The initial steps in the maturation process of apo-MoFe-protein into a functional component of the nitrogenase complex are dominated by the stepwise generation of P groups. We solved a 4.4-Å resolution cryo-EM structure of the MoFe protein isolated from a strain ΔnifB ΔnifZ. Deletion of the NifZ gene product confers asymmetric maturation of the P pool in the NifB deletion background, raising important questions about the fusion mechanism.

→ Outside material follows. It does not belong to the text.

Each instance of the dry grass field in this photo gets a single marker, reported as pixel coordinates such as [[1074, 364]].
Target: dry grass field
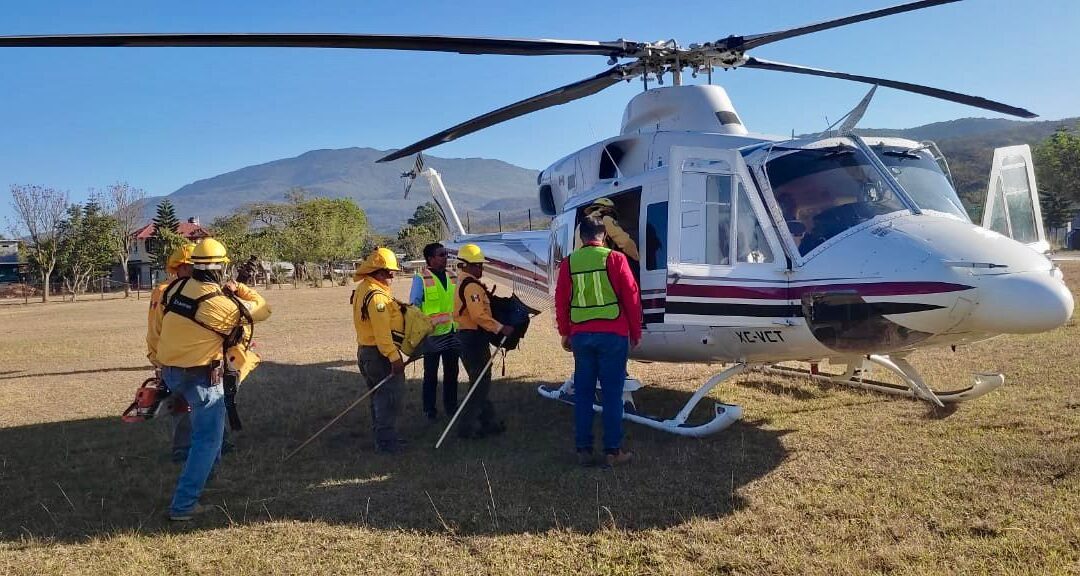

Our results provide structural evidence for the spectroscopic prediction of asymmetric P cluster maturation and identify a disorder in the α subunit that did not contain a mature P cluster. Further experiments will be needed to investigate the origin of the asymmetric 2[4Fe:4S] fusion, including how it is identified partially matured MoFe protein for further processing. 602,236 particles contributed to the 4.4 Å resolution structure of the ΔBΔZNifDK tetramer with an incompletely occupied α subunit.